Even in the realm, creatures like hibernating during the winter. Though winter on a mountain of paper wasn’t actually all that cold. Still, that wasn’t the point. The point is that it’s not smart to disrupt a creature’s hibernation. I know that Chaz and I were not the ones who disturbed the thing, but it was still upset when it found our trail.
The roar behind us froze us both in place and then we looked behind us. If scissors could be personified into a monster, that was the thing that was charging behind us. It mowed through paper grass, flowers, and rocks, and cut a tree in half. The carnage of trash destruction was confetti and streamers. The poor origami butterfly didn’t stand a chance.
“Um, run,” Chaz suggested as he grabbed my arm and pulled.
“When were you planning on telling me this place has an abominable paper shredder?” I demanded as we ran toward the flimsy looking bridge.
“It doesn’t live on the mountains we have to cross,” Chaz cried out. “I don’t know why it’s here or why it picked us to chase.”
I thought about trying to make a smart remark, but running for my life was a little more important. That shredder seemed to be gaining faster than we would make it across the bridge. As the snipping and crashing sound barreled closer I began to imagine what my tombstone would read. Probably “Death by Paper Cut” or “Never Run with Scissors,” if there was enough of me to bury.
Not being a runner, I was beginning to lag. The idea of survival of the fittest had my name all over it. Chaz noticed and grabbed my hand, pulling me along. My lungs struggled to keep oxygen flowing but I was able to keep the pace. The abominable paper shredder was practically giving me a new hair cut when we reached the paper bridge. In this situation I probably would have run helter-skelter over fiery coals or a bed of nails. A paper chain bridge wasn’t that much different.
We probably should have thought about the fact that we were running over a paper made bridge being chased by scissors. So close to the other side, and all it took was one snip to elevate my panic. The entire bridge tilted as one post was destroyed and I lost hold of Chaz’s hand. I gripped the wrapping paper tubes that formed the planks of the suspension bridge and looked behind me.
“Amy!”
Chaz’s voice snapped me out of my trance of staring at the scissor monster that was destroying cliff side as it tried to pull the ladder toward it. Any moment and the other post would be gone, sending me swinging down like a stereotypical adventure movie. Chaz grabbed my arm and we both jumped onto the other side of the cliff.

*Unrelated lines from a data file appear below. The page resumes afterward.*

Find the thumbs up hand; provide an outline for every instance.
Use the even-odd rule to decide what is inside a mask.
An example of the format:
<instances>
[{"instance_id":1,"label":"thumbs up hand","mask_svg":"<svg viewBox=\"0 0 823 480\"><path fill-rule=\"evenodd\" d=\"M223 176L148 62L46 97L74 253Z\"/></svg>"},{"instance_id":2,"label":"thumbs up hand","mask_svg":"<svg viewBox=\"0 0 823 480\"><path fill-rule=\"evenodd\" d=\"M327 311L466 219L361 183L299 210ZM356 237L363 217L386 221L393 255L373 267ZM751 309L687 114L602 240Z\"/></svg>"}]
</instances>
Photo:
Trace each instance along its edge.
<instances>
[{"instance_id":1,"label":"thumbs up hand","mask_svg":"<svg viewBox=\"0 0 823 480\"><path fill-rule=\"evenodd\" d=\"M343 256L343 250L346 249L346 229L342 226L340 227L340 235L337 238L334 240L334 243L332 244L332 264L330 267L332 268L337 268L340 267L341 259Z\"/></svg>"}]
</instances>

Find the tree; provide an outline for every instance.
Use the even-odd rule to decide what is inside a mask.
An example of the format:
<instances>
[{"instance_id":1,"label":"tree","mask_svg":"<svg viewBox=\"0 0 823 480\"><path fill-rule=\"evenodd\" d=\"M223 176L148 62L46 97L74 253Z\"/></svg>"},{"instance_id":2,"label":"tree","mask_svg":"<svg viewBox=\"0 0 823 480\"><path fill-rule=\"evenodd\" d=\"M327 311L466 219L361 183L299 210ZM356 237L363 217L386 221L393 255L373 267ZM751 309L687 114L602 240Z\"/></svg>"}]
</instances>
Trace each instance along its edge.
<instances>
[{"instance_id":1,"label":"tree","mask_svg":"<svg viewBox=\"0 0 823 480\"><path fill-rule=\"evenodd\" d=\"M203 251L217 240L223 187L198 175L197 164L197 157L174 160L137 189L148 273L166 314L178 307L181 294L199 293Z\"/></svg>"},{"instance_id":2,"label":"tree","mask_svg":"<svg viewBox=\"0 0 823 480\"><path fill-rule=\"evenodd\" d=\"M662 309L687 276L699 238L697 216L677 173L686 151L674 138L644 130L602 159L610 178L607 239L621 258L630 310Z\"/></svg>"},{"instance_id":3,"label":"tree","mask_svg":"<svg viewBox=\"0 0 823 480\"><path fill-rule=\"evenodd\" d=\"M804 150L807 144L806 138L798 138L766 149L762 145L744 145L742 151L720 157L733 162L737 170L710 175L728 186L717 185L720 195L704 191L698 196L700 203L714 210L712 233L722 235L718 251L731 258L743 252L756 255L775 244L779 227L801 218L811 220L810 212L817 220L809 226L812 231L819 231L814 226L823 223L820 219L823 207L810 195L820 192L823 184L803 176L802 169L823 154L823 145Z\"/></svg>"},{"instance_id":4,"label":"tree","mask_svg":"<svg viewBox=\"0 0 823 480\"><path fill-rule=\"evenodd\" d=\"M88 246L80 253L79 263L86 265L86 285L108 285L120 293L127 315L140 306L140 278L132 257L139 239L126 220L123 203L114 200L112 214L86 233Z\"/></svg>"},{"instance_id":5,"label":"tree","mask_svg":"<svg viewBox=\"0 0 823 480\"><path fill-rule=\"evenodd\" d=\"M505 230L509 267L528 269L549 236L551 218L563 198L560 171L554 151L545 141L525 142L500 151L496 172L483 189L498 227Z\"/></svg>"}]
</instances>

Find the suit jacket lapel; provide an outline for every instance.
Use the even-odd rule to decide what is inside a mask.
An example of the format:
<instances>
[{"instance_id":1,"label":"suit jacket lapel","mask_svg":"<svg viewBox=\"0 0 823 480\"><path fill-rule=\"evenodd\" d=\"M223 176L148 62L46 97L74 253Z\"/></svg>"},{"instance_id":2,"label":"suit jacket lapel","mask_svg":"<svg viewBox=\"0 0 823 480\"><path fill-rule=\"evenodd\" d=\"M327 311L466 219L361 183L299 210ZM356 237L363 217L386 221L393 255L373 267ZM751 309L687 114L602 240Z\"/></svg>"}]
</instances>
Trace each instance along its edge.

“We should probably keep running,” Chaz suggested.
“That thing isn’t seriously going to try to cross, is it?” I practically squeaked.
“I think it can jump it.”
“Break time’s over,” I said and pulled on Chaz.
We ran, zigzagging between paper-rolled pine trees and through a herd of piñata deer. Chaz wrapped his arms around me and we dove through a bush, receiving paper cuts on any exposed skin. After sliding down a ravine of old newspapers we hid in the small opening of a cave and waited.
I half expected the abominable paper shredder to run by the moment we relaxed, but it never did. Only its angry, snippy bellows let us know that it had lost our trail. Still, to be on the safe side, we waited a while longer. Not like I was going to complain. I kind of liked the way Chaz was holding me.
Chaz tensed and I turned to look at him. “Is the hour near?”
He shook his head and looked a little confused. I was a bit proud of myself. Chaz didn’t look any different, but he was easier for me to see. I had gotten much better at seeing him and his moods. Perhaps it was a little more of sensing him, but still I knew something was bothering him.
“Chaz?” I prompted.
“It feels like…but would…” Chaz started and then trailed off for a moment. “It’s dangerous.”
“Since when has that stopped me?” I teased, trying to keep the mood light.
He sighed and told me what he had meant to after the library incident. “The thieves kidnapped a Timewight. The one who…created me.”